De esa luminosidad que trae el fuego de la Palabra puesto en el corazón es lo que permite contemplar el rostro de Dios vivo y termina por verse concretado al final del andar cuando en la vida fraterna se parte el pan, se comparte, después de haber caminado y después de haber buscado. En el compartir la mesa, en el partir el pan termina por develarse aquel misterio que como fuego ha ido calentando el corazón y ha ido como poniendo en sintonía el alma, haciendo a las personas en el andar uno en el peregrinar. Este andar y éste peregrinar fraterno de Jesús escondido bajo el rostro peregrino de Emaús se devela en dos momentos: en el compartir la Palabra “El les explicó las Escrituras y todo lo que se refería a El en el Antiguo Testamento comenzando por Moisés y los Profetas y en el partir el pan”

Cuando partieron el pan descubrieron que era El. La Palabra la escuchamos de diversas maneras. Es viva y eficaz, corre veloz por todas partes, nos vincula desde lugares distintos a abrirnos a toda la experiencia posible que se esconde en su revelación. Nos viene por el camino de la escritura pero también está puesto su sello en la naturaleza, llena de la Palabra, en lo bello que Dios ha creado.

Los acontecimientos de la historia revelan, significan, manifiestan, en signos temporales lo que Dios va queriendo dejar como sello suyo en el peregrinar con nosotros. La historia se traduce en presencia escondida de Dios que habla a través de signos temporales. En los hermanos, donde Dios nos habla también se muestra, la Palabra y es elocuente en el rostro de ellos. Estos lugares los elige Dios para expresarse y en nuestro andar cotidiano somos llamados a abrir nuestro corazón y nuestro sentir a la escucha interior de ésta Palabra que hace madurar nuestra contemplación creyente del misterio escondido de Dios que camina junto a nosotros.
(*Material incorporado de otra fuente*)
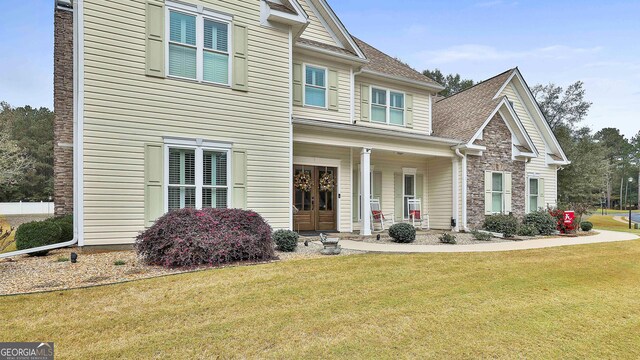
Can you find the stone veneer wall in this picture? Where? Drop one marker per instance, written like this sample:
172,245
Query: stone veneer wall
63,107
497,139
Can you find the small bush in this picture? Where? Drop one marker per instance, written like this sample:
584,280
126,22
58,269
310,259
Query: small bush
402,233
544,223
527,230
481,236
286,240
37,233
448,238
188,238
507,225
586,226
66,227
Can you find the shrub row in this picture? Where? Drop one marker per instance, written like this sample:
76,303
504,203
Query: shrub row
41,233
188,238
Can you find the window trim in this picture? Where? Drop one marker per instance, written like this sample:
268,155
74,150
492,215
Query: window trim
388,106
199,146
408,172
326,86
537,179
502,206
201,14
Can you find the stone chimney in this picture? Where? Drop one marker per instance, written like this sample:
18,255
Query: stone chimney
63,107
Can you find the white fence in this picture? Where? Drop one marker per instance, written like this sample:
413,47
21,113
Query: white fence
24,208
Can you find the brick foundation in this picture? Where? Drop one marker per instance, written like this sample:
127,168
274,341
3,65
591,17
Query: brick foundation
63,107
497,157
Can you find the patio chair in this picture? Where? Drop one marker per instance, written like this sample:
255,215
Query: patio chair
416,215
377,216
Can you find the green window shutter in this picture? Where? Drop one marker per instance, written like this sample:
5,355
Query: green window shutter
419,187
488,204
507,193
355,196
240,58
364,103
297,84
409,110
154,52
153,184
333,90
239,166
398,196
377,185
541,201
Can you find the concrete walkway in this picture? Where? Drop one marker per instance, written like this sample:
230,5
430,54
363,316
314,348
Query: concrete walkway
602,237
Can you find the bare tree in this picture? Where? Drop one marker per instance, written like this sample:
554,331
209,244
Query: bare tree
14,161
562,107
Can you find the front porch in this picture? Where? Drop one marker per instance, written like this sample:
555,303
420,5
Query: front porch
391,172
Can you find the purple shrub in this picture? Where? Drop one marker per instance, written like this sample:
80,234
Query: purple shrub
188,237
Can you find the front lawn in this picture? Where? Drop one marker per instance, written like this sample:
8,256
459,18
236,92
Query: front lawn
607,222
568,302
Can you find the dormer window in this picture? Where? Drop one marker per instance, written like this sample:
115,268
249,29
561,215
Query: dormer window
315,86
387,107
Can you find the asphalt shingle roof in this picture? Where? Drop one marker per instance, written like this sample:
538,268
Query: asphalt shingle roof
461,115
385,64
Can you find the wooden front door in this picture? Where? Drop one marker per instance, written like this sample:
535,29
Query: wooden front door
316,205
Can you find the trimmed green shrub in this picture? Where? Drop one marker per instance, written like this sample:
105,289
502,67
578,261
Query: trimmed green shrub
286,240
586,226
527,230
481,236
447,238
402,233
544,223
507,225
66,227
37,233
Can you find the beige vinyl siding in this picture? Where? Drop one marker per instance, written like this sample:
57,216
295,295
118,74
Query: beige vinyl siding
342,154
439,185
124,109
537,165
344,92
315,30
421,108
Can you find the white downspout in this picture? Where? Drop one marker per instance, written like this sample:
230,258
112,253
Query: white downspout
78,92
464,189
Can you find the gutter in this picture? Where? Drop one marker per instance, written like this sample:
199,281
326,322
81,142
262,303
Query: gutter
78,111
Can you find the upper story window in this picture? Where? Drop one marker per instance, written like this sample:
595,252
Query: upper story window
315,86
387,107
199,46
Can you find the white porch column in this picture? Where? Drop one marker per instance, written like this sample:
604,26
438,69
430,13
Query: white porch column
365,185
456,196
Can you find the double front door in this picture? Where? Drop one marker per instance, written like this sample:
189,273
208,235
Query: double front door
315,198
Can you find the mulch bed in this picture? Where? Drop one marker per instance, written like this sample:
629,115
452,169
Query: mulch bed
25,274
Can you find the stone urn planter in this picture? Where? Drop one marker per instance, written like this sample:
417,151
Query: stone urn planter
330,245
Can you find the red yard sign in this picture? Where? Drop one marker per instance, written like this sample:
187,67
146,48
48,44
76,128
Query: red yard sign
569,216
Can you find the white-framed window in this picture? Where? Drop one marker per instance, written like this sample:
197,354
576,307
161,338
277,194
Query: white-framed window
198,44
534,194
408,191
315,86
197,176
387,106
497,193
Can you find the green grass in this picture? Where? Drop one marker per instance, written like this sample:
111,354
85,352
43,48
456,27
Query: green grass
569,302
606,222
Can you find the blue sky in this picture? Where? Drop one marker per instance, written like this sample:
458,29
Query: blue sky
597,42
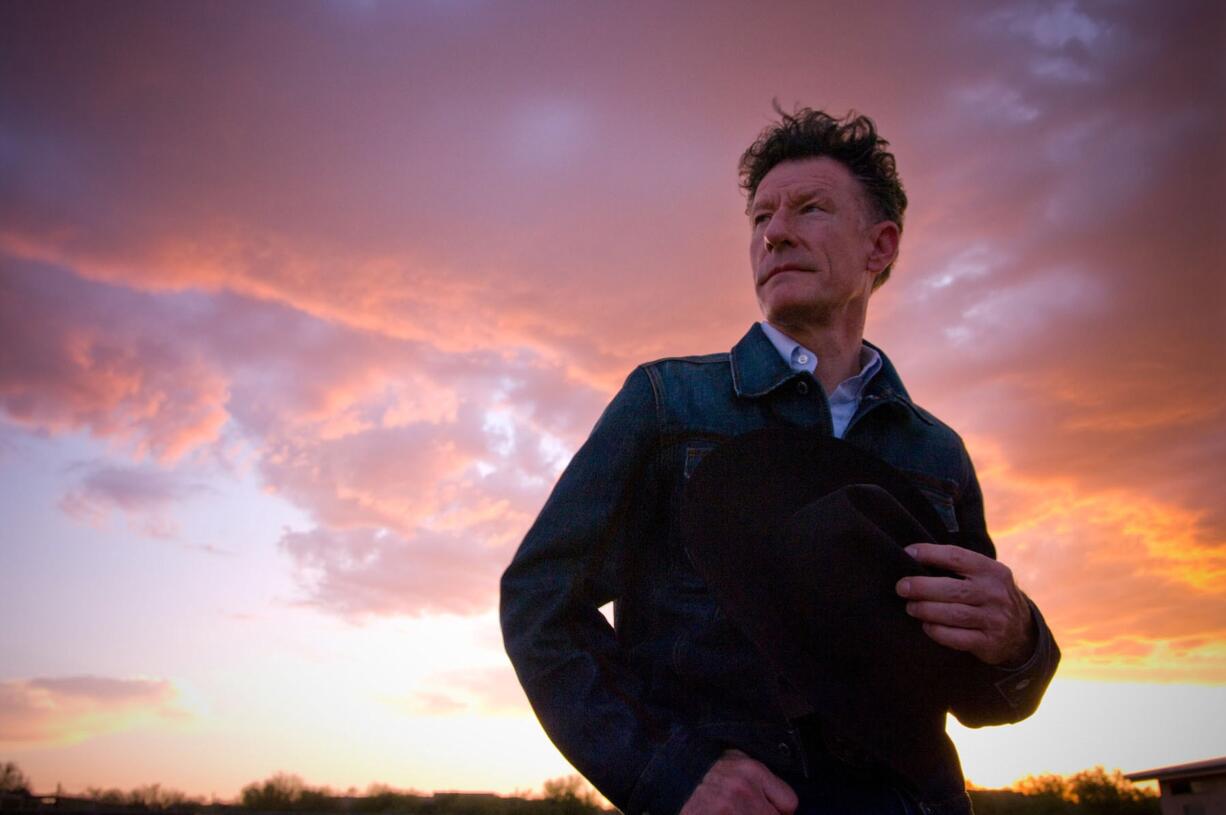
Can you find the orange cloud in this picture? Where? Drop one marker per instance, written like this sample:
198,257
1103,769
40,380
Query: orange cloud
74,708
1133,587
Salimos del mundo de las ideas para entrar en el mundo de la cordialidad de vínculo en el Espíritu con un oído que se convierte a la escucha atenta de la Palabra que de tantas maneras se manifiesta en medio nuestro.

Es por el camino del oído interior el que vamos despertando en el gesto fraterno del compartir como podemos aprender a contemplar y visionar la Palabra de Dios que es viva y es eficaz.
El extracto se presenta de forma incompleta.